My entire pregnancy had been shadowed by the looming reality of breastfeeding. As John’s due date approached, countless women offered me advice about childbirth and breastfeeding. Many of them advocated breastfeeding in public with or without a cover, and some of them even went so far as to suggest that women who did not breastfeed in public were traitors to mothers everywhere. I had never been comfortable with the idea of breastfeeding in public, but during those months, I just kept my mouth shut. I just assumed that this was something that I was going to have to endure. I might be miserable for a year or more, but at least I wasn’t going to be a traitor to all mothers everywhere.

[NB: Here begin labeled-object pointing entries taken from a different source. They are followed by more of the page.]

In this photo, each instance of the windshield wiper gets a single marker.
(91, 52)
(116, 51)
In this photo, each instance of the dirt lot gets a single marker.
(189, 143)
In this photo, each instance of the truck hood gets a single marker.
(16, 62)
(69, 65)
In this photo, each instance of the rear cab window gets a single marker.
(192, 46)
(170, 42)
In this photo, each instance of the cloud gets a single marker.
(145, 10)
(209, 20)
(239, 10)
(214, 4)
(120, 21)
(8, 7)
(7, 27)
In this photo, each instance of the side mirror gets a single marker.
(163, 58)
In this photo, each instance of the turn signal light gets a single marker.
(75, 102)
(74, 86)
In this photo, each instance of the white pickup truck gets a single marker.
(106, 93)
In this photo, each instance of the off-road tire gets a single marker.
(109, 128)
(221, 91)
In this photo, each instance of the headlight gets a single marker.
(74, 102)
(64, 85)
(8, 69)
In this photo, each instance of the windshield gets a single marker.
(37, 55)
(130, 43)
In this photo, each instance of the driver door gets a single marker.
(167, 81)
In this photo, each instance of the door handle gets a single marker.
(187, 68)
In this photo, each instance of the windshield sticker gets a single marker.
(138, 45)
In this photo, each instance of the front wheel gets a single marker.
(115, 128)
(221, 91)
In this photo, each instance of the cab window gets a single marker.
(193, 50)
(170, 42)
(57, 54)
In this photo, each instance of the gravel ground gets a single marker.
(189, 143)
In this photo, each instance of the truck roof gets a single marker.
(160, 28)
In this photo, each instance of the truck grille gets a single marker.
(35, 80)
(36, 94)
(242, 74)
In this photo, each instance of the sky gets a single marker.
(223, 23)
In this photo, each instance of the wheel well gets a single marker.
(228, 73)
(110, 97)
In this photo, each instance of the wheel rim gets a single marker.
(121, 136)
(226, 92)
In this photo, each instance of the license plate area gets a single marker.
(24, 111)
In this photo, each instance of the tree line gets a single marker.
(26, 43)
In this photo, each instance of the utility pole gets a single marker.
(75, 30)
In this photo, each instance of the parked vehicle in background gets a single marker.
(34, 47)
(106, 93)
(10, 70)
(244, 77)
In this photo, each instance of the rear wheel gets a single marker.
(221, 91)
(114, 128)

But then John was born, and as the days past, our first public outing loomed near. In the end, I chickened out. And that was exactly how I felt. I made the decision to switch to formula just three days before our first scheduled outing, and there was a huge part of me that felt like I was a wimp. I was not a good mother. Breastfeeding was often presented as the one thing that a mother could do that a father could not. It was proposed as the ultimate way to bond with your child, to establish yourself as this little baby’s mother, as someone unique and valuable to the child. It set you apart from the baby’s father, who could love and care for him, but who could never nourish him, could never provide him with this life-sustaining breast milk. Some women had even gone so far as to suggest that breastfeeding was a mother’s way to continue to give this child life- as if giving birth to him hadn’t been enough.
I ignored all of these sentiments though, scanning parenting emails regularly and deleting the ones that made me feel inadequate as a mother. I started deleting all parenting emails that even mentioned nursing or breastfeeding, because more often than not, a well-meaning mother made some comment in support of the “breast is best” movement. I ignored all the looks that I received when I pulled John’s formula-filled bottles from my diaper bag. I ignored the looks when I took a box of formula powder off the supermarket shelf or handed it over to the cashier to ring up. I did my best to ignore the looks and the judgments passed, repeatedly telling myself that I had made the right choice.
I focused on my friends who supported my decision, the ones who didn’t let differing parenting choices get in the way of our friendship. I tried my best to surround myself with supportive family and friends, people who were able to remind me that I had made the best decision for my son and myself. Because contrary to the popular tagline, breast is not always best.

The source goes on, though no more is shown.